Değişiklik yapıldıktan sonra bir yıl ertelenen DKV’de özellikle muafiyetler ve konutun değer tespitine ilişkin düzenlemeler açıklamayı gerekli kıldığı gibi açılmış olan davaların da akibeti merak ediliyor
İhsan Amca’nın sevgili eşi Zeynep Teyze, merak etmiş, değerli konut vergisinde (DKV) son durum ne diye?
Zeynep Teyze’ye büyük babasından 5 milyon TL değerinde bir müstakil ev miras olarak kalmıştı. Aslında 5 kardeş olan Zeynep Teyze’nin payına, 5 milyonluk evin sadece 1 milyon TL değerindeki payı kalıyordu. Zeynep Teyze o yüzden DKV ile ilgiliydi.
Zeynep Teyze, senin de bildiğin gibi, DKV beyanname verme süresinin son günü 20 Şubat idi.
Önce, Hazine ve Maliye Bakanlığı, beyanname verme süresini 20 Mart’a, verginin birinci taksitini ödeme süresini de 31 Mart’a erteledi.
Sonra da “Coğrafi Bilgi Sistemleri ile Bazı Kanunlarda Değişiklik Yapılması Hakkında Kanun”a TBMM genel kuruldaki görüşmelerde eklenen maddeler ile Emlak Vergisi Kanunu’nun DKV’ne ilişkin hükümlerinde değişiklikler yapılması kabul edildi.
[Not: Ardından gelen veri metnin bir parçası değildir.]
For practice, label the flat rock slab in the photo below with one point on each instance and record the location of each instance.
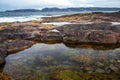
(17, 45)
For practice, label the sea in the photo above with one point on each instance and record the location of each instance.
(28, 16)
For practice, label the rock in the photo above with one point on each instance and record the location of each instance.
(52, 36)
(4, 77)
(17, 45)
(100, 64)
(113, 68)
(90, 33)
(3, 52)
(99, 70)
(118, 61)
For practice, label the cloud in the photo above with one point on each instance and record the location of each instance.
(15, 4)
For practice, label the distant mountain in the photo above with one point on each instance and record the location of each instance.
(79, 9)
(65, 9)
(23, 10)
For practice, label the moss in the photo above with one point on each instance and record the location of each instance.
(65, 74)
(2, 27)
(4, 77)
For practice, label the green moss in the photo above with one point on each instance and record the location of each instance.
(65, 74)
(4, 77)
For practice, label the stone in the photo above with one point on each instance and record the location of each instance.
(3, 52)
(17, 45)
(99, 70)
(113, 68)
(118, 61)
(100, 64)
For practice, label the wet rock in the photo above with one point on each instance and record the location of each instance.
(99, 70)
(3, 52)
(17, 45)
(118, 61)
(92, 33)
(52, 35)
(100, 64)
(4, 77)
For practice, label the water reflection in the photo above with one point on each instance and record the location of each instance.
(50, 61)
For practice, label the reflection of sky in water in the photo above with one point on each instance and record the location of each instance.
(46, 57)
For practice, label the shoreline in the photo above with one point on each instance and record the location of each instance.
(25, 32)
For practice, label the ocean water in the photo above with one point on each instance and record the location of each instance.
(46, 61)
(28, 16)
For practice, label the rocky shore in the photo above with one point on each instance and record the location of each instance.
(95, 28)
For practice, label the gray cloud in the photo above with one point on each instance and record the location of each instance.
(17, 4)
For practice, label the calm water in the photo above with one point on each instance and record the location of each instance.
(41, 60)
(28, 16)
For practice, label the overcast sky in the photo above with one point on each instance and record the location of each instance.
(38, 4)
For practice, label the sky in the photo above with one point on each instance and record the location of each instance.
(39, 4)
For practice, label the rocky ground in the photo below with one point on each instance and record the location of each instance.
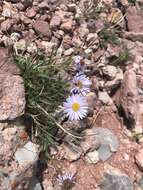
(108, 35)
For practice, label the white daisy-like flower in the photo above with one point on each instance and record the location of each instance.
(81, 84)
(76, 107)
(66, 177)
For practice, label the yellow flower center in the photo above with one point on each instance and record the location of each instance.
(76, 106)
(80, 84)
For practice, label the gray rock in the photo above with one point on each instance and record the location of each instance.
(42, 28)
(12, 93)
(101, 139)
(141, 183)
(27, 154)
(110, 71)
(104, 152)
(105, 98)
(127, 97)
(34, 184)
(116, 182)
(92, 157)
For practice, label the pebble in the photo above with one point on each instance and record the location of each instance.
(116, 181)
(139, 159)
(110, 71)
(28, 154)
(92, 157)
(67, 26)
(105, 98)
(68, 52)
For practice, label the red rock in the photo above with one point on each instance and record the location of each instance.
(135, 20)
(55, 22)
(12, 94)
(42, 27)
(139, 159)
(6, 25)
(67, 26)
(126, 98)
(31, 13)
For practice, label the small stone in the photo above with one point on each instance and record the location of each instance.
(42, 27)
(55, 22)
(67, 26)
(110, 71)
(134, 19)
(6, 25)
(105, 98)
(34, 184)
(139, 159)
(141, 183)
(92, 38)
(92, 157)
(91, 100)
(72, 7)
(68, 52)
(70, 154)
(7, 12)
(32, 48)
(115, 181)
(27, 155)
(48, 46)
(20, 46)
(31, 13)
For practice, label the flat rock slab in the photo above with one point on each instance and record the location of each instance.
(12, 93)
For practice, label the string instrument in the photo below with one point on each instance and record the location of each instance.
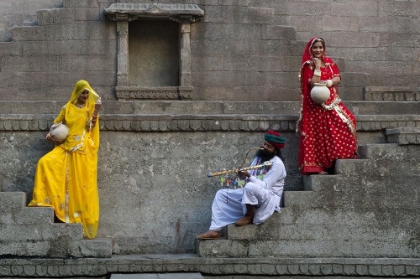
(265, 164)
(268, 163)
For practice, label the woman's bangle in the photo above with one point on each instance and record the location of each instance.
(329, 83)
(317, 73)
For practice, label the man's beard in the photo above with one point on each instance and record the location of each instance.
(265, 156)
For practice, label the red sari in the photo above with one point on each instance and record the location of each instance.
(328, 130)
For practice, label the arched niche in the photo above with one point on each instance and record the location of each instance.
(154, 49)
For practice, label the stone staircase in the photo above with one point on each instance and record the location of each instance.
(367, 209)
(31, 232)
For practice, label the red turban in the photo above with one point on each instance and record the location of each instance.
(275, 139)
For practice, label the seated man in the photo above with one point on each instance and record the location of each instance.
(260, 196)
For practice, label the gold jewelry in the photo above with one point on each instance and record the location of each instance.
(317, 73)
(329, 83)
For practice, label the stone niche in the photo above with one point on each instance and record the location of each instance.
(154, 49)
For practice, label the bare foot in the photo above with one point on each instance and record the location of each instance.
(209, 235)
(246, 220)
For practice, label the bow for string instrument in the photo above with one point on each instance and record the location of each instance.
(265, 164)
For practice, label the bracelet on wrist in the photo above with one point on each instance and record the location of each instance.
(330, 83)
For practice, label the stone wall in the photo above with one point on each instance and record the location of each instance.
(21, 13)
(247, 50)
(155, 196)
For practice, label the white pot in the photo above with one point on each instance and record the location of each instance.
(59, 131)
(320, 93)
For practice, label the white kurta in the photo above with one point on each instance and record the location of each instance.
(265, 193)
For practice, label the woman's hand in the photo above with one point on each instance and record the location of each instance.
(317, 63)
(50, 138)
(98, 106)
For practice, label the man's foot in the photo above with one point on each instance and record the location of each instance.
(244, 221)
(209, 235)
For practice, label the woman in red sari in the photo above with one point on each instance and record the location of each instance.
(327, 130)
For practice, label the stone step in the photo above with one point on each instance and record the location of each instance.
(403, 135)
(53, 240)
(54, 16)
(31, 231)
(379, 167)
(144, 107)
(80, 4)
(12, 200)
(158, 276)
(391, 93)
(315, 232)
(388, 151)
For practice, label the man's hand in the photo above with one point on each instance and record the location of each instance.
(243, 174)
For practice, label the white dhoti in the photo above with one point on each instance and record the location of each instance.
(229, 205)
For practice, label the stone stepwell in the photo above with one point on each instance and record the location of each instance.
(31, 232)
(367, 208)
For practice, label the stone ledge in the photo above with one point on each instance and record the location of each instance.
(44, 268)
(403, 135)
(188, 123)
(391, 93)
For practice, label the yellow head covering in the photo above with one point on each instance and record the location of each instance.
(78, 89)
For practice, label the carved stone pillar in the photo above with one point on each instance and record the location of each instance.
(185, 57)
(122, 53)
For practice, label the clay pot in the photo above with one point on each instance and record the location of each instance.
(59, 131)
(320, 93)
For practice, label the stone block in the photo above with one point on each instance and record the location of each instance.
(354, 79)
(55, 16)
(349, 39)
(335, 23)
(12, 200)
(92, 248)
(256, 15)
(397, 8)
(286, 34)
(357, 8)
(222, 248)
(308, 23)
(35, 215)
(84, 14)
(29, 33)
(80, 3)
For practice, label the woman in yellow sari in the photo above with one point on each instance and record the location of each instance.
(66, 177)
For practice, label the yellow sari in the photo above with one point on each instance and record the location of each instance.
(66, 177)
Bu Kanun da 20 Şubat 2020 tarihinde Resmi Gazete’de yayımlanarak yürürlüğe girdi.
Sahibi önemli mi?
Değerli konutun sahibinin kim olduğu da önemli değil. İster Türk vatandaşı, isterse yabancı olsun, DKV ödenecektir.
Konutun maliki, eğer intifa hakkı sahibi varsa maliki değil intifa hakkı sahibi, ikisi de yoksa, konuta malik gibi tasarruf eden kimse DKV ödeyecektir.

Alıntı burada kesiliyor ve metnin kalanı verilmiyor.